Update README.md

9edbc93 verified about 14 hours ago

9.06 kB

license: other
license_name: nvidia-software-and-model-evaluation-license
license_link: >-
  https://www.nvidia.com/en-us/agreements/enterprise-software/nvidia-software-and-model-evaluation-license/
base_model: nvidia/nemotron-3.5-asr-streaming-0.6b
library_name: fluidaudio
pipeline_tag: automatic-speech-recognition
tags:
  - coreml
  - apple-silicon
  - ane
  - streaming-asr
  - rnnt
  - on-device
language:
  - en
  - es
  - fr
  - it
  - pt
  - de
  - zh
  - ja

Nemotron 3.5 ASR Streaming Multilingual 0.6B — CoreML

To grant access please join the server https://discord.gg/S6m4ET3pX and message Sisyphu

CoreML / Apple Neural Engine ships of nemotron-3.5-asr-streaming-0.6b (Conformer encoder + RNN-T decoder), optimized for on-device streaming ASR on Apple Silicon. Benchmarked on Apple M5 Pro / macOS 26.5.

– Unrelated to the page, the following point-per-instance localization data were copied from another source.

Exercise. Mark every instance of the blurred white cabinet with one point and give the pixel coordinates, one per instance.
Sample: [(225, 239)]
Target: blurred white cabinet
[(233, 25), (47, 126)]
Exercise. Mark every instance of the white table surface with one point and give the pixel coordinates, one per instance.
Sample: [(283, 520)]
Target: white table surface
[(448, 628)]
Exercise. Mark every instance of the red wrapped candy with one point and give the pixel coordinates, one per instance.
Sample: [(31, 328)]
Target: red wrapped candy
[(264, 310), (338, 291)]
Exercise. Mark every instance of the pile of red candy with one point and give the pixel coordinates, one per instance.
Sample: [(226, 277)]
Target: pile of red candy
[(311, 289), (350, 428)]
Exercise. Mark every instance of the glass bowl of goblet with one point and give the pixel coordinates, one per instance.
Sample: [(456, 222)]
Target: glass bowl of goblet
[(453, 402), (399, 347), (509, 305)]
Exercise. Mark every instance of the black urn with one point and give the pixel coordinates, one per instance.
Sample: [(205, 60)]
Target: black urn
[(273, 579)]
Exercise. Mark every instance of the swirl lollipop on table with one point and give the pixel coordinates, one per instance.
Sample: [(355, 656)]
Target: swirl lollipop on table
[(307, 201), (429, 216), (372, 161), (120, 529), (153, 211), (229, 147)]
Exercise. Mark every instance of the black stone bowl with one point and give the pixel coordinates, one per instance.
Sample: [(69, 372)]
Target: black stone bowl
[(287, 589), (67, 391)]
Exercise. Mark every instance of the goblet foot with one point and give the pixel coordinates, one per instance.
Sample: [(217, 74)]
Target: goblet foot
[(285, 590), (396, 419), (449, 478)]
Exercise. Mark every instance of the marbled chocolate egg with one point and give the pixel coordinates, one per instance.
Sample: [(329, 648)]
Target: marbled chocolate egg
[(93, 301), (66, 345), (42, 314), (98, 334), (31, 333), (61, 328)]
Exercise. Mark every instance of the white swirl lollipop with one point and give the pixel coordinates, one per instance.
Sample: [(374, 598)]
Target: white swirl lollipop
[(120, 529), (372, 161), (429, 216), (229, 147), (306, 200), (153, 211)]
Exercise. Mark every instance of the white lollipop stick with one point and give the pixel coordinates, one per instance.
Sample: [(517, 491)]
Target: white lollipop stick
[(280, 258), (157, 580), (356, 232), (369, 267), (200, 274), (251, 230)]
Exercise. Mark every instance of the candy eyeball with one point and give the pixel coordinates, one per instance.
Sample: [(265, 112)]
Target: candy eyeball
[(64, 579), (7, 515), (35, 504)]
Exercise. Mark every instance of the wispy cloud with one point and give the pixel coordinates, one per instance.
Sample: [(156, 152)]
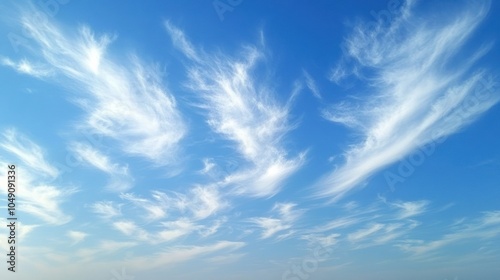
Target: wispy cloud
[(178, 254), (243, 111), (106, 209), (421, 92), (120, 179), (284, 219), (485, 227), (40, 197), (199, 202), (76, 236), (311, 85), (26, 67), (28, 152), (105, 86), (410, 208)]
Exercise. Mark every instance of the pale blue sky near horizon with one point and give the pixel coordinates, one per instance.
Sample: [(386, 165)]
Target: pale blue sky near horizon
[(239, 139)]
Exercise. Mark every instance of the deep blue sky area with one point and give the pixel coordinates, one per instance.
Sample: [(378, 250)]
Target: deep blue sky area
[(238, 139)]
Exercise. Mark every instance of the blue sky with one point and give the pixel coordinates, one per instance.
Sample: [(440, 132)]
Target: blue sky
[(252, 139)]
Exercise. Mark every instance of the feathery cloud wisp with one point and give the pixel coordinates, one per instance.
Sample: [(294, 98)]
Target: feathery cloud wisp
[(419, 95), (242, 111), (106, 87)]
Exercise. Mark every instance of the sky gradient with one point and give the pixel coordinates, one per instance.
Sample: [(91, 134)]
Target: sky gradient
[(251, 139)]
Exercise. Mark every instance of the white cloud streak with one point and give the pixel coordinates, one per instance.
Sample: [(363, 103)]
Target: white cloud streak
[(26, 67), (120, 179), (419, 95), (485, 227), (284, 219), (39, 197), (243, 111), (106, 87), (106, 209)]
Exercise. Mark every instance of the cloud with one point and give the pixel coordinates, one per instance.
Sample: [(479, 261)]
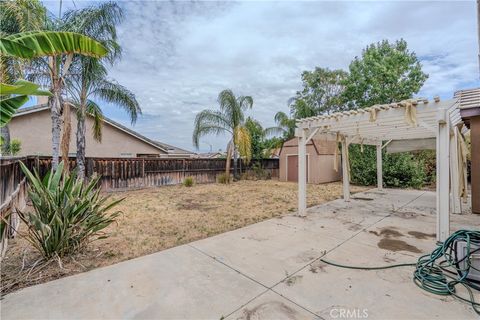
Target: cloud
[(179, 55)]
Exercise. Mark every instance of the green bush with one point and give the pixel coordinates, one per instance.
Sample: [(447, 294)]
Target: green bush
[(67, 213), (401, 170), (188, 182), (224, 178)]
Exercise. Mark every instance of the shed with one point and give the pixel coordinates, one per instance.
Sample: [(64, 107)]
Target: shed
[(320, 154)]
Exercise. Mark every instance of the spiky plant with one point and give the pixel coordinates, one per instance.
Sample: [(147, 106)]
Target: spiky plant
[(67, 213)]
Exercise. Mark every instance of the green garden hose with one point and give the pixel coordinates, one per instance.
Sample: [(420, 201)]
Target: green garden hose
[(440, 272)]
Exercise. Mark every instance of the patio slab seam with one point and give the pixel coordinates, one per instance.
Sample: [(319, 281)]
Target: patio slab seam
[(267, 289), (336, 247), (271, 288)]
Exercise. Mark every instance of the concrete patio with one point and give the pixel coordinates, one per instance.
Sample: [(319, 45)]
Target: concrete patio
[(270, 270)]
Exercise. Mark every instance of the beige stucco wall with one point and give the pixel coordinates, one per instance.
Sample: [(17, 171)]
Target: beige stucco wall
[(320, 166), (35, 132)]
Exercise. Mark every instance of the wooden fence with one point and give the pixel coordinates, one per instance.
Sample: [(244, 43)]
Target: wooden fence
[(116, 174), (136, 173), (12, 198)]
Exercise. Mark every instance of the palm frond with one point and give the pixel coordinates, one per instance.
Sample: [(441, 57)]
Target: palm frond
[(98, 22), (274, 131), (245, 102), (95, 111), (281, 117), (209, 122), (117, 94), (243, 141)]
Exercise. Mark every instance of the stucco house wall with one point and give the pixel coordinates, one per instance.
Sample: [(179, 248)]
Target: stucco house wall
[(320, 160), (34, 131)]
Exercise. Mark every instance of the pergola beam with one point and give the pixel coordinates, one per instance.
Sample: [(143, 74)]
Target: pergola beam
[(345, 171), (443, 176), (302, 174), (396, 121), (379, 167)]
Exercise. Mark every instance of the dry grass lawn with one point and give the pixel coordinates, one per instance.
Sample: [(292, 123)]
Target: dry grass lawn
[(161, 218)]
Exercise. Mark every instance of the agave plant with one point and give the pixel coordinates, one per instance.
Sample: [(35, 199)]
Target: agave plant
[(67, 213)]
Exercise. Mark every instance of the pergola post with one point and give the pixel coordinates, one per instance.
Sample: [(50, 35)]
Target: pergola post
[(302, 173), (443, 175), (454, 174), (379, 167), (345, 173)]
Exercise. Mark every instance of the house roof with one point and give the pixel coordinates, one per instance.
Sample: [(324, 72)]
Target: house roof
[(166, 148), (469, 98), (469, 104)]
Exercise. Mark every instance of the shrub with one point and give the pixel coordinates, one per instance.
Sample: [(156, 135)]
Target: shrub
[(224, 178), (188, 182), (257, 172), (399, 169), (67, 213)]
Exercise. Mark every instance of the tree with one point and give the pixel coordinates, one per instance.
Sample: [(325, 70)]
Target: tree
[(321, 93), (257, 135), (384, 73), (89, 75), (285, 126), (230, 119)]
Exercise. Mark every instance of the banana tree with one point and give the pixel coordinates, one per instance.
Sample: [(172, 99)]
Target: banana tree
[(59, 48), (20, 90)]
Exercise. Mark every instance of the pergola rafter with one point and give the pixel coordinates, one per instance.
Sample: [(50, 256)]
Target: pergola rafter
[(410, 120)]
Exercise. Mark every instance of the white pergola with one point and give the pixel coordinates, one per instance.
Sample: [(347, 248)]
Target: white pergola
[(403, 122)]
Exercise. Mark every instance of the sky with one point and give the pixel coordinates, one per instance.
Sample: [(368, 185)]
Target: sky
[(177, 56)]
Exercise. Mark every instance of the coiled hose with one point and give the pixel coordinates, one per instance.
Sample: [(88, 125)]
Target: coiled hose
[(441, 272)]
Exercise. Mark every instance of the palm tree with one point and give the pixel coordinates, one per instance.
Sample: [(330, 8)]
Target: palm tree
[(52, 52), (285, 126), (230, 119), (89, 75)]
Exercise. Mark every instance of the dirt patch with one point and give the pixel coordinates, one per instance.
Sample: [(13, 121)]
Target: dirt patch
[(190, 205), (160, 218), (270, 310), (292, 280), (387, 232), (397, 245), (421, 235)]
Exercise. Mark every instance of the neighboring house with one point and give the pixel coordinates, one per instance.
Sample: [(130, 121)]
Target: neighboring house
[(212, 155), (320, 161), (33, 127)]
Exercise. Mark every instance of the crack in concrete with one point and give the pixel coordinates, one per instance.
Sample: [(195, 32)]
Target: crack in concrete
[(271, 288)]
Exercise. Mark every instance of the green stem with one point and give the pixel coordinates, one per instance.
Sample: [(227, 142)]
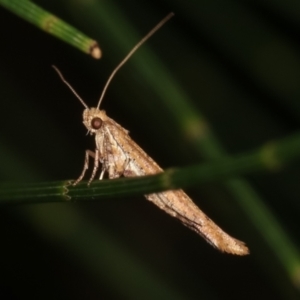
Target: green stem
[(53, 25)]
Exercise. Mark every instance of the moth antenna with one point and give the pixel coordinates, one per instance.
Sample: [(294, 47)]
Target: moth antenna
[(69, 85), (145, 38)]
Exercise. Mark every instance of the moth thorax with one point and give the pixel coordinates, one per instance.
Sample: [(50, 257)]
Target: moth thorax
[(96, 123)]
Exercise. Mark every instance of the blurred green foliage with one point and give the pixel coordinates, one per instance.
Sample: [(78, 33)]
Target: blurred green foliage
[(236, 62)]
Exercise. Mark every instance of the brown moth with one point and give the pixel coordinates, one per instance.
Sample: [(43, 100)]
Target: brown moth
[(119, 156)]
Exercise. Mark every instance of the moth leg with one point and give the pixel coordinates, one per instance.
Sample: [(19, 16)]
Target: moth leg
[(88, 153), (96, 166)]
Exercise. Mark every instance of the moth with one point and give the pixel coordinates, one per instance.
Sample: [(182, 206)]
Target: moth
[(119, 155)]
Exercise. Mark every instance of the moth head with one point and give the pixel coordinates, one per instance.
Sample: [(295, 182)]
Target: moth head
[(93, 119)]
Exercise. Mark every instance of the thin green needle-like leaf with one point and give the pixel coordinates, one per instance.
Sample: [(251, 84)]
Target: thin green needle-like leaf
[(279, 154), (53, 25)]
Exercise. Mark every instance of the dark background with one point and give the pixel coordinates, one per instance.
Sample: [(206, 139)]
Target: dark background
[(237, 62)]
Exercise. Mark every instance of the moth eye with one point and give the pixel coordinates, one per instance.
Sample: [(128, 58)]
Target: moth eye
[(96, 123)]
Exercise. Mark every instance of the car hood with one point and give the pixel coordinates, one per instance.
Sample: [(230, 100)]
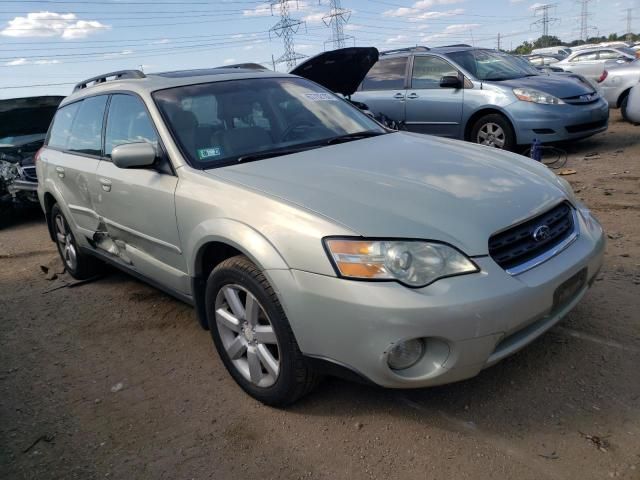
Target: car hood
[(564, 86), (408, 186), (27, 116), (341, 71)]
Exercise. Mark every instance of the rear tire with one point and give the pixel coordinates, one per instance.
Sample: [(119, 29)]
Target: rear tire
[(623, 108), (493, 130), (252, 334), (79, 265)]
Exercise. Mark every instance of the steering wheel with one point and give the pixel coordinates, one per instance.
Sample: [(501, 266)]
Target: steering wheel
[(295, 125)]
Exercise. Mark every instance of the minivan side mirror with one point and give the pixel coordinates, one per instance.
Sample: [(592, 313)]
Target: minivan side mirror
[(450, 81), (133, 155)]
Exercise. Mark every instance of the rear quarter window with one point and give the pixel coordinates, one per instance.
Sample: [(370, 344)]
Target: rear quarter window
[(61, 126)]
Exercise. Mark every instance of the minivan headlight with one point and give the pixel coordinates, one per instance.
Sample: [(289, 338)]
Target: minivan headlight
[(536, 96), (414, 263)]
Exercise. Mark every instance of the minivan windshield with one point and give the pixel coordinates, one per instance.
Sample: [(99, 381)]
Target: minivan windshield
[(491, 65), (222, 123)]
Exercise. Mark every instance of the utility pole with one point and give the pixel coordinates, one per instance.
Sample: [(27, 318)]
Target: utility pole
[(584, 20), (545, 21), (286, 28), (337, 18)]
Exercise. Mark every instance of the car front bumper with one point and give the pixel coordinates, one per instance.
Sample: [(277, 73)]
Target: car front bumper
[(468, 322), (556, 123)]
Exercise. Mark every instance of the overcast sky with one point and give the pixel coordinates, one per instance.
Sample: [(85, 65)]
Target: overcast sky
[(56, 42)]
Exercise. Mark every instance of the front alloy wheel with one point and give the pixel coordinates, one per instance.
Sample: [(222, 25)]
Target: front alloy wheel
[(247, 335), (492, 135), (252, 334)]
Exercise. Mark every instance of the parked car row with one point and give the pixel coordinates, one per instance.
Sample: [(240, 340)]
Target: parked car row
[(23, 127), (480, 95)]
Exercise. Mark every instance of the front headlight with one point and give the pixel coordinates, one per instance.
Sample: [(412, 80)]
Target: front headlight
[(414, 263), (536, 96)]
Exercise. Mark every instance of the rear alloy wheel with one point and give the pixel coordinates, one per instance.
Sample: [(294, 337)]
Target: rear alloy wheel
[(252, 334), (78, 264), (493, 131)]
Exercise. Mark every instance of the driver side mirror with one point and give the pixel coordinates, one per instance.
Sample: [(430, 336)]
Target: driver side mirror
[(450, 81), (133, 155)]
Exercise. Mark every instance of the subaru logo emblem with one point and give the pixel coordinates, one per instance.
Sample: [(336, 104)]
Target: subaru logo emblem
[(541, 233)]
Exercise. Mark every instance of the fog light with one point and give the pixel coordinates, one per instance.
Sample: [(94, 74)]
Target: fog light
[(405, 354)]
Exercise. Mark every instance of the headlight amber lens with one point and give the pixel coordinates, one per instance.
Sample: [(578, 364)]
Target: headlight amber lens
[(414, 263)]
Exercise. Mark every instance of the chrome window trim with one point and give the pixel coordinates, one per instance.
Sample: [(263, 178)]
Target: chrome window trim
[(549, 254)]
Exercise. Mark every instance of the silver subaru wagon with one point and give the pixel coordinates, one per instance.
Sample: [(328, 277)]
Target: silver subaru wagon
[(310, 239)]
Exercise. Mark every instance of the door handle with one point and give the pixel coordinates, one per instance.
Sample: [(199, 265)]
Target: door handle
[(106, 184)]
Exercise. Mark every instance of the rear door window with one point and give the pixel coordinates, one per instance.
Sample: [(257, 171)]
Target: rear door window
[(86, 131), (61, 127), (387, 74), (428, 71), (128, 122)]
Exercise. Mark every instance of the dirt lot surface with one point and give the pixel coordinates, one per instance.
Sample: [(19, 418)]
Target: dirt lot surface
[(114, 379)]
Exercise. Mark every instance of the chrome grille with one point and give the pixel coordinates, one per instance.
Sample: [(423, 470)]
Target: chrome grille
[(535, 237)]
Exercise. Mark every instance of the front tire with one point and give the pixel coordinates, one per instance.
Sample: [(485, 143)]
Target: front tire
[(493, 130), (252, 334), (79, 265)]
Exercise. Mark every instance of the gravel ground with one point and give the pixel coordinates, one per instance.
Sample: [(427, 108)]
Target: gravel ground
[(114, 379)]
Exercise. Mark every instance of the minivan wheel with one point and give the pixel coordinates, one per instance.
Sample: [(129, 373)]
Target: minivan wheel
[(252, 334), (78, 264), (494, 131)]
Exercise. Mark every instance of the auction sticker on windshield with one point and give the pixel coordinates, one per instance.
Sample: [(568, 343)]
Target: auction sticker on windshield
[(204, 153), (321, 97)]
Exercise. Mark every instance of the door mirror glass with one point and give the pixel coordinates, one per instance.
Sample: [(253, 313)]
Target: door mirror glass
[(450, 82), (133, 155)]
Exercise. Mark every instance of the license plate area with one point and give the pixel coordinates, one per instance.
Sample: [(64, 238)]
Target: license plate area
[(568, 289)]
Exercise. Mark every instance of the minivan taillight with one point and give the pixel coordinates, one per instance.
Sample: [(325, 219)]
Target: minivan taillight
[(603, 77), (36, 157)]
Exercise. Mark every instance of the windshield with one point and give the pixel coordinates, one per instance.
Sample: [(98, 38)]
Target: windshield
[(221, 123), (493, 65)]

Built on the 2026-05-29 base-checkpoint update.

Two models × 4 latency tiers = 8 bundles.

latin/ — one Latin-script-pruned vocab (2828 tokens) shared by en / es / fr / it / pt / de (smaller, faster joint).
multilingual/ — the full 13087-token vocab covering every language, including zh / ja (and 100+ more via prompt_id).

Each at four chunk sizes — 0.56 s / 1 s / 2 s / 4 s — trading latency for throughput. Pick the folder by script; pass the exact language at inference (--language de-DE). FluidAudio's downloader auto-routes the language to the right folder. Per-language results are in the table below and in manifest.json.

Ship matrix (per-file RTFx, single-stream batch=1)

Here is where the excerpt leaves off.